João de Barros no prefácio de "Os Lusíadas contados às crianças" da Sá da Costa, explica que esta delicada tarefa é feita pensando na alegria de ajudar a criar o gosto pela leitura de histórias. Ela passa, necessariamente, por reduzir a linhas essenciais algo que é grandioso mas, se calhar, as crianças limitam-se a apreciar a história. Não percebem a arquitectura literária, as complexas referências culturais ou a riqueza da linguagem dos autores. Mas talvez isso possa ser deixado para segunda leituras. Alías, as grandes obras têm justamente a capacidade de serem lidas de forma diferente em diferentes momentos da nossa vida.

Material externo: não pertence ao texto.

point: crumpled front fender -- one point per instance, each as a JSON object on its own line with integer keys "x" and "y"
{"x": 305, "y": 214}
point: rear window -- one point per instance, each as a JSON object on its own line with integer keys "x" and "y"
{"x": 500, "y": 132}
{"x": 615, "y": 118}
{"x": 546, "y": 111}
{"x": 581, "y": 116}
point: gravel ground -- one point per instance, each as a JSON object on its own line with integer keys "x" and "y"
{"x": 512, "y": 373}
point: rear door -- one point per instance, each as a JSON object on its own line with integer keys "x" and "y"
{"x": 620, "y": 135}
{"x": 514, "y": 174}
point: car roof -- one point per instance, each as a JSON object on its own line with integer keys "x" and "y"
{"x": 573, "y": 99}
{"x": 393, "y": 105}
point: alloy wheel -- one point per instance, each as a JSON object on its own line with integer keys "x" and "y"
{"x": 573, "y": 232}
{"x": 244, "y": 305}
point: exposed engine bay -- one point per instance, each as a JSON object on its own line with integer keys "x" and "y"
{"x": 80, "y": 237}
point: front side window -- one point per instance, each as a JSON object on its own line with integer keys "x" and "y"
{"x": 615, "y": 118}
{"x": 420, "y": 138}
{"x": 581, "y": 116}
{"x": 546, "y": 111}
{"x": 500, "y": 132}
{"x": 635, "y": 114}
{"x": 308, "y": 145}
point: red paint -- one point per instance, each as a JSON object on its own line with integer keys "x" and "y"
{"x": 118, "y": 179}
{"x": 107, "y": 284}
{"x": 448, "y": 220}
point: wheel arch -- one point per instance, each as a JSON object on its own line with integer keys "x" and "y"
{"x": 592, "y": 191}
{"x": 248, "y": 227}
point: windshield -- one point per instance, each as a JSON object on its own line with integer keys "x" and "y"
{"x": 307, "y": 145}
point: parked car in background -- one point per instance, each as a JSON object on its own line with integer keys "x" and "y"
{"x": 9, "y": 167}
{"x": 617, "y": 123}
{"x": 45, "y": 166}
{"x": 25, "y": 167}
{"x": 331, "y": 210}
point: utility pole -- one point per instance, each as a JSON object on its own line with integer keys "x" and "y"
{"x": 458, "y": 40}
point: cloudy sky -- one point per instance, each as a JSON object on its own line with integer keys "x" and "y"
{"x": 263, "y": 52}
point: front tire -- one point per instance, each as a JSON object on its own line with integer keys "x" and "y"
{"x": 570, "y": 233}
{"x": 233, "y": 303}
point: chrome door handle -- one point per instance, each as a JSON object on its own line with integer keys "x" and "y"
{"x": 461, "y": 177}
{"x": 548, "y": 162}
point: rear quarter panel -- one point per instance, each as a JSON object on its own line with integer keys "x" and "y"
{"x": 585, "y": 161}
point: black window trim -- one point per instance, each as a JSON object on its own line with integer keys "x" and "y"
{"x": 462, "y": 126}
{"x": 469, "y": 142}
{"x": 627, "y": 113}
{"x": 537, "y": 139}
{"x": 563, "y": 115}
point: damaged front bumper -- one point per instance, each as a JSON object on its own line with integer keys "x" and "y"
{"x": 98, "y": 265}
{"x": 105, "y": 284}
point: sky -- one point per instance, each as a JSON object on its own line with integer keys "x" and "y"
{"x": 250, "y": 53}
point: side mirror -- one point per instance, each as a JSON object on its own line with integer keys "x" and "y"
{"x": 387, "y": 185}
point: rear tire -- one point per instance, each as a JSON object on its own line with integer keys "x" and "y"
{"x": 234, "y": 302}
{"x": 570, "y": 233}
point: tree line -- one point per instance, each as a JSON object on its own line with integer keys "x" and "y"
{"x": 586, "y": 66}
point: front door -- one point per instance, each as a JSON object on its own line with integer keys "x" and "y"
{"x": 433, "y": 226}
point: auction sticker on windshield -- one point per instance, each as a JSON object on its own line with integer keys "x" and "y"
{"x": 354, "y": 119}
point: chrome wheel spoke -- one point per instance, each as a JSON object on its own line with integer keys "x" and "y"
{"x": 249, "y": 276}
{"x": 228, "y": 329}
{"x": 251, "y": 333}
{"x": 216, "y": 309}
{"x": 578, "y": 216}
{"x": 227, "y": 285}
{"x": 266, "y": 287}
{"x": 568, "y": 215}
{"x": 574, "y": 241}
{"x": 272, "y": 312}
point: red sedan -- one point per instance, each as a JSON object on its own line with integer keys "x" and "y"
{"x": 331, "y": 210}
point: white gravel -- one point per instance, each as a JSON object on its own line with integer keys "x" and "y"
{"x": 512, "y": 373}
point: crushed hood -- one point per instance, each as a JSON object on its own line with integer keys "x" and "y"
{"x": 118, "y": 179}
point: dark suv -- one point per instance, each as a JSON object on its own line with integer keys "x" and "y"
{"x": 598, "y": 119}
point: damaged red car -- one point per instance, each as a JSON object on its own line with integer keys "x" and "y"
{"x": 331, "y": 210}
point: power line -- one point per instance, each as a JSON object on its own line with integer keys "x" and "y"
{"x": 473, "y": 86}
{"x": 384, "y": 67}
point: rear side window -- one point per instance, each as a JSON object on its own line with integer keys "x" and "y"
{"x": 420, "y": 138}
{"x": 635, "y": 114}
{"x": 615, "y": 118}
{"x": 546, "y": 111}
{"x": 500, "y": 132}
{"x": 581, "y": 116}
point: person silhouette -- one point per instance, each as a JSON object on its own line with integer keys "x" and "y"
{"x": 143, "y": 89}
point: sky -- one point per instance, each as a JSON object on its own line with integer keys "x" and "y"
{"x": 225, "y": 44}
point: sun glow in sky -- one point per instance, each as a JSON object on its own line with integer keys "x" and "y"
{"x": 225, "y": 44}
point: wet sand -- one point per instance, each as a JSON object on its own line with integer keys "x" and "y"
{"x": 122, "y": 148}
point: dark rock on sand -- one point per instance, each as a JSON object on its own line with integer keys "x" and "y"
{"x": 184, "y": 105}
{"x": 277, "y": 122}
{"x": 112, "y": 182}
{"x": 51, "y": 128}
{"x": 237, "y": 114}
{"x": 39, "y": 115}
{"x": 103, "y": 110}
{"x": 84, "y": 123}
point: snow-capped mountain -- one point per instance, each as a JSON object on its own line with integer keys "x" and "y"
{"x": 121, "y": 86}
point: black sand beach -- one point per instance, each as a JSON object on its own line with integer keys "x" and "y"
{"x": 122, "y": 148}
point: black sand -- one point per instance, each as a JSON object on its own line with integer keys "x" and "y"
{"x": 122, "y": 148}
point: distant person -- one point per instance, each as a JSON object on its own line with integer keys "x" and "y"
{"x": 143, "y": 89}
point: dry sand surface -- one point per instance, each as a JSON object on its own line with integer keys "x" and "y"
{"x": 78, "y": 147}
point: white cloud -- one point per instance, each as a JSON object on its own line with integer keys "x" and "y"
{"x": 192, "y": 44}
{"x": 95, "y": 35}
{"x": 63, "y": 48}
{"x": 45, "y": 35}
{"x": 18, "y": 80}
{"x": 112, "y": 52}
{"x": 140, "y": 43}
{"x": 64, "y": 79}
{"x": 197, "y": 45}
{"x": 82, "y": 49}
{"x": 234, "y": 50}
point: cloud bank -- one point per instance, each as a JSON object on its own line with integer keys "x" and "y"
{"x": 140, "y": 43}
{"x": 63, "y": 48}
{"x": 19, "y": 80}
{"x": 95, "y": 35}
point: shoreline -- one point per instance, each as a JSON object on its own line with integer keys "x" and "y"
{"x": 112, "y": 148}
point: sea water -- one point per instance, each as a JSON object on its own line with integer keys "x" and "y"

Suponho que existem gerações agradecidas de jovens que apreciaram e continuam a apreciar as façanhas de Ulisses na versão de João de Barros sem se preocupar com o respeito pela integridade literária da obra de Homero, ou as Fernão Mendes Pinto em jogos interactivos ou as de Vasco da Gama nos Lusíadas em banda desenhada...
Sandra Monteiro
Durante muito tempo pensou-se que as crianças deveriam estar alheias à cultura, e brincarem com carrinhos ou bonecas.
Felizmente, esses tempos de obscurantismo acabaram: as crianças têm um imenso poder de conhecimento, um enorme poder de apreensão, e uma sensibilidade extraordinária.
Estes livros são muito bons. E cada vez mais há que nos sentarmos "cinco minutos" com os nossos filhos e mostrarmo-lhes o que perdura de geração para geração.
Agora uma provocação: e o projecto de biblioteca "itinerante" que o Santa Maria do Mar tinha?